徐昌盛缓缓说道:“你自小经脉纤弱,习武天赋不高,爹呢,对你没什么大期望,一生安宁就够了,本以为还能护你几十年,没想到意外遇到练春儿,被她打伤,只剩下一年寿命。”
“铁剑门是我们徐家老祖创立,到爹这代是十九代。”
“到此为止了……”
徐昌盛长叹一声,继续说道:“掌门之位你就不要想了,武功不高,坐在这个位置上,会招来杀身之祸。
永宁,你记住了,离开铁剑门,就永远不要回来!”
“是。”徐永宁低头答应。
徐昌盛严肃的脸渐渐浮现出笑容,“找个小山村,娶妻生子,最好多生几个,热闹。”
“是。”嘴上答应着,徐永宁在心里暗叹口气。正是这番秘密谈话,让刘无奇心里扎了根刺,以为徐昌盛给他留下了绝世功法,修炼有成后,会夺回掌门之位,铁了心要置他于死地,刘无奇当然不是怕他徐永宁,怕的是掌门师兄徐昌盛。
而他徐永宁,是被活活冤死的……
“你有什么想跟爹说得吗?”
徐永宁轻轻摇头,忽然忆起往事,那时候,他死活不肯走,被强行打晕,醒来时,已经到了几十里外。
想到那时的自己,徐永宁的嘴角不禁露出了一丝微笑。
“你这龟儿子笑什么?”徐昌盛瞪圆了眼睛,“早盼望着你爹死是不是?”
“不是,不是。”徐永宁急忙摆手。
“滚滚滚……”
徐昌盛捞起一个枕头砸了过来,徐永宁接住枕头,放回床上,替徐昌盛掖了掖被角。
“爹,我走了。”
手放到门上。
徐昌盛忽然叫道:“宁儿。”
徐永宁转身。
“你觉得存志这个名字怎么样?”
“挺好。”
“那耀宗、高升、致远、振兴呢?”
“……”
徐昌盛怅然叹道:“爹最遗憾的事情,就是看不到你娶妻生子。”
“爹,你不会有事的。”徐永宁表情认真地说。
如果找来炼制回春丹的药材,徐昌盛的伤不值一提。
徐昌盛显然是把徐永宁的话当成一种安慰,他轻轻摇了摇头,看向墙上的画像。
是一十分貌美的年轻女子。
徐昌盛犹豫片刻,说道:“宁儿,虽说是娶山村里的姑娘,但也要找个盘靓条顺的,可不能比幸芝姑娘差啊。
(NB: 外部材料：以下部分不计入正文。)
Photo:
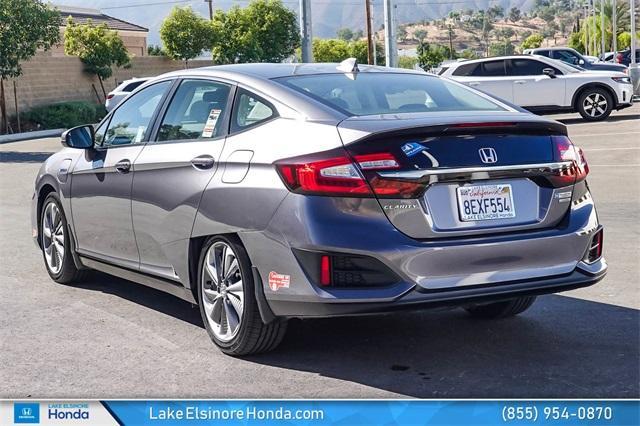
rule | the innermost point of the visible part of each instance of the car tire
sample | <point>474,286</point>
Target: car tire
<point>55,241</point>
<point>507,308</point>
<point>595,104</point>
<point>230,311</point>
”
徐永宁看向画像,画上的年轻女子乃是沧海派掌门之女,与父亲有婚约,再过两个月便到了成亲之日。
前世离开铁剑门,一直到被刘无奇追杀,才得知父亲的消息,顾幸芝呢?
大抵是来退婚了吧?
毕竟,顾幸芝之所以要嫁给自己的父亲,是为了借助铁剑门发展沧海派。
徐永宁的视线离开画像,想到自己修为尽失,至少要修炼成炼气初期再离开铁剑门。
就算有门外的老人贴身保护,还是自身有实力才有足够的底气。
“爹,外面下着暴雨,道路泥泞,你看……”
徐昌盛的脸顿时一沉,“你不要以为用这种缓兵之计就能留下来!”
徐永宁无奈,“我明日就走,行了吧?”
徐昌盛冷冷盯了徐永宁半晌,苦笑着摇了摇头,“真是拿你这龟儿子没有办法,你是舍不得爹吧?”
徐昌盛拍拍床沿道,“坐在爹身边,爹陪你好好聊聊。”
修行万载,徐永宁的感情早已淡漠,但血浓于水的亲情会随着岁月的沉淀更加厚重。
理智上告诉徐永宁,他应该去修炼,但他此刻真的想要留下来与万年不见的父亲促膝长谈。
就在这时,门被敲响了。
“掌门师兄。”刘无奇唤了一声。
徐昌盛的笑容微微一僵,眼神里多了几分黯然之色,他低声说道:“宁儿,大概要下次才能跟你好好聊一聊了。”
“会有那个机会的。”徐永宁笑着道,“爹,我先走了。”
“去吧,去吧。”徐昌盛挥挥手。
徐永宁的手再次放在门上。
“宁儿……”徐昌盛叫了一声。
徐永宁扭头。
徐昌盛的手摩挲着被子里的木盒,沉吟半晌,展颜笑道:“没事,你走吧。”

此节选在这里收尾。